Some of these artifacts are being “returned” through auctions or donations, often allowing former holders to profit financially or socially. This cycle raises questions about true restitution versus performative philanthropy.
The Colonial Heist: Looting with “Expertise”
The Crowns of Britain, Spain, Portugal and Belgium saw the extraction of jewels and artifacts worth USD trillions today. The Koh-i-Noor diamond, once part of the Sikh Empire, was “gifted” to Queen Victoria after the annexation of Punjab in 1849, symbolizing forced surrender rather than voluntary exchange.
Estimates suggest Britain looted around USD 45 trillion from India between 1765 and 1938, including gems, sculptures, and manuscripts that fueled Europe’s industrial and cultural boom.

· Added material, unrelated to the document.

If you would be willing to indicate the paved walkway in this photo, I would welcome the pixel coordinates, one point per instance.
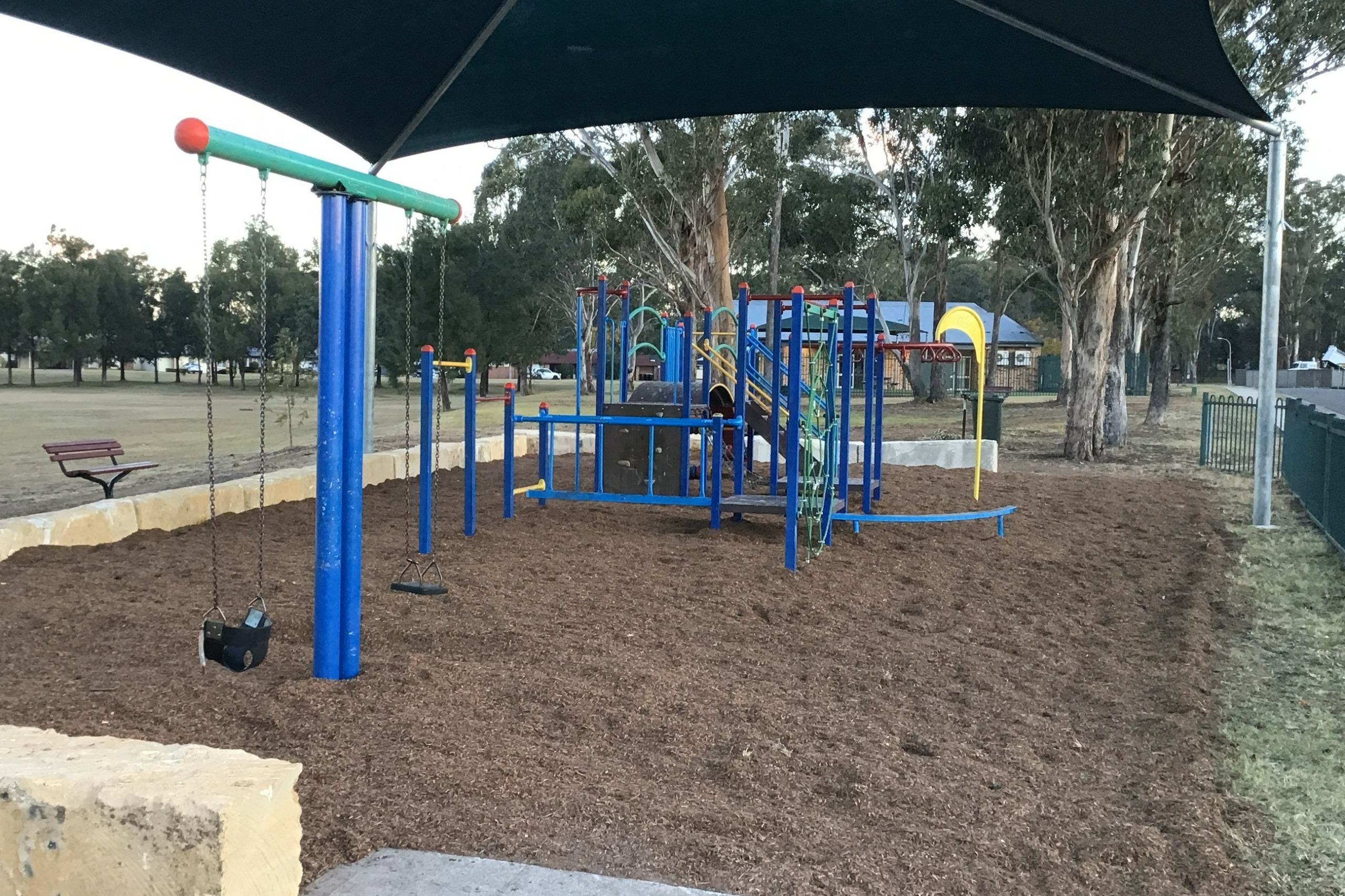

In Afrika, expeditions like the 1897 British punitive raid on Benin City resulted in larceny of thousands of Benin Bronzes—intricate brass plaques and sculptures depicting royal histories. These were acquired through military force, auctioned in London to fund the expedition itself, and dispersed to museums worldwide.
Colonizers justified this as “safeguarding” artifacts from “uncivilized” locals, employing their technological and legal prowess—such as the Indian Treasure Trove Act of 1878—to legitimize theft.
In reality, it was dacoity and profiteering. Artifacts were sold, displayed, or used to bolster imperial prestige, turning cultural heritage into commodities.
Museums as Gatekeepers
Many of these looted items reside in institutions like the British Museum, which holds over 73,000 Afrikan artifacts alone. Museum officials argue they are best equipped to preserve and display these objects for a “universal” audience, citing advanced conservation techniques and climate-controlled environments.
Repatriation requests are often denied under laws like the British Museum Act of 1963, which prohibits deaccessioning items unless they are duplicates or unfit. This same “expertise” was built on colonial exploitation.
Reality is if these were returned to Indian or Afrikan hands today, our authorities would probably sell if off to the highest bidder. Such is the state of many post-colonial nations including India where temple gold and jewellery are routinely looted.
The British Museum, for instance, generates millions annually from visitors drawn to galleries of foreign artifacts. Western voices frame retention as cultural stewardship, while others see it as ongoing colonialism.
Auctions, Donations, and the Illusion of Generosity
The twist? Some holders are now “returning” artifacts—but not without gain. Auctions of looted items persist, often selling to buyers from origin countries or corporations, turning repatriation into a transaction. In 2020, Christie’s auctioned Nigerian statues stolen during the Biafran War, despite protests from Nigerian officials.
Wealthy collectors buy low on the black market, then sell or donate for profit. Michael Steinhardt, a billionaire collector, surrendered 180 stolen artifacts worth $70 million in 2021 after investigations, but not before benefiting from their possession.
Donations offer another avenue: U.S. tax laws allow deductions for charitable gifts of art, often at inflated appraised values. Collectors can acquire looted antiquities cheaply, donate to museums, and claim deductions that offset acquisition costs—sometimes turning a profit.
This system incentivizes the antiquities market, including illicit ones, as donors recoup via tax breaks. When “returning” to origin countries, some opt for donations to charities, gaining clout or satisfaction while the organizations handle logistics.
Charities like UNICEF, criticized for high overheads (up to 20-30 percent on administration), may receive funds from artifact sales or related galas, where most donations fund operations rather than direct aid.
Recent cases highlight this: Holland returned 119 Benin Bronzes to Nigeria in 2025, but many were from private collections seeking positive PR.
Hobby Lobby forfeited Iraqi artifacts including cuneiform tablets in 2017 after smuggling allegations, paying fines but initially intending tax benefits from donations. Such “repatriations” often come with strings—loans instead of full ownership—or serve as virtue signaling, allowing former holders to profit from goodwill.
This pattern—looting, safeguarding, then profiting from “returns”—perpetuates inequality. True justice requires acknowledging colonial harms, reforming laws, and returning artifacts unconditionally. Until then, donations and sales remain a profitable echo of Western imperialism, not redemption.